Like a hooked trout on a line, she rocked and jerked in the harness.

Clutching for her life, she craned up. Oily smoke poured from the back of the helicopter. An unlucky round must have struck something vital.

The chopper tipped on its nose and began a fast descent, trailing flames now.

Lorna stared down as the world rushed up at her.

They were going to crash.

Chapter 20

Jack watched the helicopter plummet out of the sky.

Below its undercarriage, a figure swung in a rescue harness. From the flag of blond hair, Jack knew it was Lorna. The helicopter fought to slow its descent, wobbling wildly, rotors faltering. The pilot had the wherewithal to aim the craft away from the encampment, avoiding the gathered children.

Banking to the west, the chopper swung toward the bayou, dragging Lorna with it. She hung thirty feet below its floats. As the aircraft dropped, she struck the boardwalk hard and skidded across the planks on her back, dragged by the crashing helicopter.

But she wasn’t hauled far.

The chopper crashed into the forest just beyond the farm’s border. Spinning rotors sheared treetops, then the blades broke away and catapulted deeper in the bayou. Jack waited for an explosion, but only a thick cloud of smoke rolled into the sky.

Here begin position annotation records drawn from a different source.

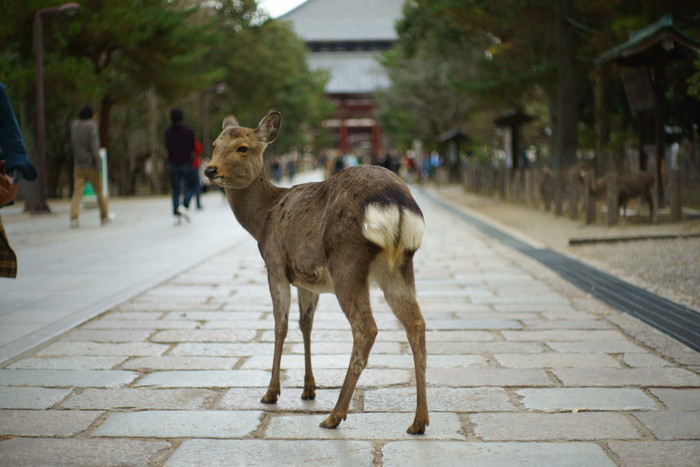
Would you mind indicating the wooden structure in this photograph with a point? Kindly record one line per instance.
(345, 38)
(512, 120)
(642, 60)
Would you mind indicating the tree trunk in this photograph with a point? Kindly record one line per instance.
(564, 105)
(105, 111)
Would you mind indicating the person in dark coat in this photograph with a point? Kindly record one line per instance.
(179, 140)
(14, 163)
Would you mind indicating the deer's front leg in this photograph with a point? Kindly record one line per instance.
(279, 290)
(307, 307)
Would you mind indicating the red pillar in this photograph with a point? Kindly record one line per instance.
(376, 140)
(343, 133)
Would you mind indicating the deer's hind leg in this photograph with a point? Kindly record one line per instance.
(281, 296)
(307, 307)
(352, 290)
(399, 290)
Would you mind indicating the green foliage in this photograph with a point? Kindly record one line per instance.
(531, 54)
(111, 54)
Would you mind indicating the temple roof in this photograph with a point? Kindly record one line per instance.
(344, 37)
(658, 41)
(345, 20)
(350, 72)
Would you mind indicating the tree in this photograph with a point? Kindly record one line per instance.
(266, 68)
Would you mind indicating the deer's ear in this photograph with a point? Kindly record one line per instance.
(269, 127)
(230, 120)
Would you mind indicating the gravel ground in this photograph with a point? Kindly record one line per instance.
(668, 267)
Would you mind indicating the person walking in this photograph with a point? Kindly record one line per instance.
(85, 143)
(179, 140)
(14, 163)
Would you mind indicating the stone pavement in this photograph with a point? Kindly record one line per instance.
(523, 369)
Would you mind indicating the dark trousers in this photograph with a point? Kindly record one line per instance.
(179, 174)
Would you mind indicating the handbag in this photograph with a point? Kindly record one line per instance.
(8, 189)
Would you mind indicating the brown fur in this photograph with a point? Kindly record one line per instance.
(629, 186)
(316, 236)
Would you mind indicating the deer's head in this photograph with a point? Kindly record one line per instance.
(237, 158)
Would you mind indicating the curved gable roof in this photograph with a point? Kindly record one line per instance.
(345, 20)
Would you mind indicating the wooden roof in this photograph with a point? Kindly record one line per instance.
(660, 41)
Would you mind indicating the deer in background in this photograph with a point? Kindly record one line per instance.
(357, 227)
(630, 186)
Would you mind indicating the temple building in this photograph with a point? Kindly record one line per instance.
(346, 37)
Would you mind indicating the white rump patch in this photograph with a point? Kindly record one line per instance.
(412, 227)
(387, 227)
(381, 224)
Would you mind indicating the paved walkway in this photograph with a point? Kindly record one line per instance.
(523, 369)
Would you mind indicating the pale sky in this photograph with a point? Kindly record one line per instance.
(278, 7)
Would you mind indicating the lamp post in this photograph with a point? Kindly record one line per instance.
(69, 8)
(218, 88)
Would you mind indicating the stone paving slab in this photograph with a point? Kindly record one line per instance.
(205, 335)
(596, 399)
(452, 453)
(271, 453)
(140, 399)
(180, 363)
(440, 399)
(68, 363)
(58, 423)
(678, 399)
(663, 377)
(376, 426)
(31, 398)
(67, 378)
(550, 360)
(26, 452)
(555, 427)
(657, 453)
(672, 425)
(98, 349)
(487, 377)
(180, 424)
(289, 401)
(206, 379)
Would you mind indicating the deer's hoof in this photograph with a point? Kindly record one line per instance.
(417, 427)
(269, 398)
(331, 422)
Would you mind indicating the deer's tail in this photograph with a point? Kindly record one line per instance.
(394, 228)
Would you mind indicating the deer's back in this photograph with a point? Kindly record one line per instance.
(313, 221)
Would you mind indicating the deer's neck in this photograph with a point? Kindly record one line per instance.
(250, 205)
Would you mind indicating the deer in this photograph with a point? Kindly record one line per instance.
(639, 184)
(630, 186)
(357, 227)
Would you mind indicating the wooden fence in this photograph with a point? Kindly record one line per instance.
(572, 192)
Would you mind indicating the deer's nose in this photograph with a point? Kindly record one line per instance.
(210, 172)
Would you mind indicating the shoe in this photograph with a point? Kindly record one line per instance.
(182, 212)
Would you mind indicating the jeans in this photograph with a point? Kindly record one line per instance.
(80, 179)
(180, 173)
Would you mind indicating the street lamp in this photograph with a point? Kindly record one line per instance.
(218, 88)
(67, 8)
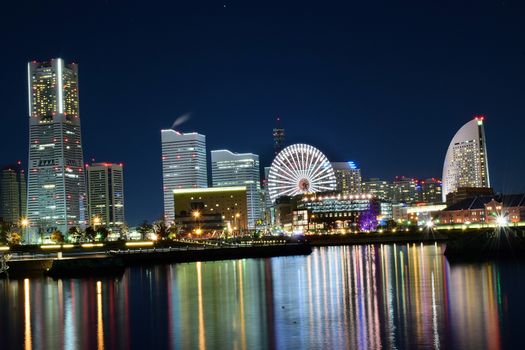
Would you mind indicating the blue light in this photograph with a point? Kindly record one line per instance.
(352, 165)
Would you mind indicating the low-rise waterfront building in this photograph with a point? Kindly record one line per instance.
(211, 210)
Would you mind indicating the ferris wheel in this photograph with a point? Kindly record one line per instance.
(299, 169)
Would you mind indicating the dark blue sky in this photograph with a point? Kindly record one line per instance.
(384, 84)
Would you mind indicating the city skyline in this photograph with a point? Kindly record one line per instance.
(396, 119)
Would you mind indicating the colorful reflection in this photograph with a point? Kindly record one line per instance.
(362, 297)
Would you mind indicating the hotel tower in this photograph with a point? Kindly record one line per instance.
(56, 187)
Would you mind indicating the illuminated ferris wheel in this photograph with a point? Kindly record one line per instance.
(300, 169)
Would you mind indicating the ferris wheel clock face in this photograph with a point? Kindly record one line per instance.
(299, 169)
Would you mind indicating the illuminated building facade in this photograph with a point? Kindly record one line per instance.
(347, 176)
(466, 159)
(13, 196)
(211, 210)
(278, 137)
(337, 212)
(431, 191)
(405, 190)
(183, 165)
(379, 188)
(499, 209)
(56, 184)
(239, 169)
(105, 182)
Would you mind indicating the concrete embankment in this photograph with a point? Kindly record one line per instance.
(333, 240)
(113, 262)
(209, 254)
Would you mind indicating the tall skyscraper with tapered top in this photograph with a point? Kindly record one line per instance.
(56, 187)
(466, 162)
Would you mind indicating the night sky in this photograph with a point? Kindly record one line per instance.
(384, 85)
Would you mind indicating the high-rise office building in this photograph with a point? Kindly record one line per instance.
(105, 183)
(183, 165)
(466, 159)
(13, 195)
(56, 185)
(278, 137)
(431, 191)
(405, 190)
(348, 177)
(239, 169)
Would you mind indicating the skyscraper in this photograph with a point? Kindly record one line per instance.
(466, 159)
(56, 186)
(239, 169)
(105, 182)
(431, 190)
(183, 165)
(405, 190)
(348, 177)
(13, 196)
(278, 137)
(382, 189)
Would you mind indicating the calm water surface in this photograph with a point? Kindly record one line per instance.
(359, 297)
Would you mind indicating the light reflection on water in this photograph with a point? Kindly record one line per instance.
(359, 297)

The hard-fought descent and cushion of the swampy bower must have blunted the impact.

“ Bolton! Reese!” Jack turned to his teammates, bellowing to be heard above the cries and screams from the camp. “Check on the pilot!”

As they took off Jack sprinted toward the nearest bridge, followed at his heels by Randy. He’d lost sight of Lorna.

Across the farm, a man staggered to his feet, backlit by flames. He stumbled forward, heading in Lorna’s direction, too. He carried a military-grade shotgun. It looked like an AA- 12, a combat auto-assault weapon used in urban warfare, capable of chewing apart a steel oil barrel at thirty yards or blasting through walls.

Jack had seen the man fall, followed by the accidental burst from his gun. Must’ve been running with his finger on the trigger. Goddamn yokel had more firepower than he could handle. He’d seen it often enough in the backwaters.

The bigger the gun, the bigger the ego.

Jack dismissed the jackass and searched for Lorna.

Was she still alive?

LORNA LAY ON her back, dazed, ears ringing. She must have blacked out for a moment. She rose up on an elbow and heard screaming nearby. As if she were waking from a nightmare, it took her half a breath to remember where she was. She remembered twisting on her back as she hit, protecting herself as best she could as she was dragged. Still, her entire backside felt as if someone had taken a belt sander to it.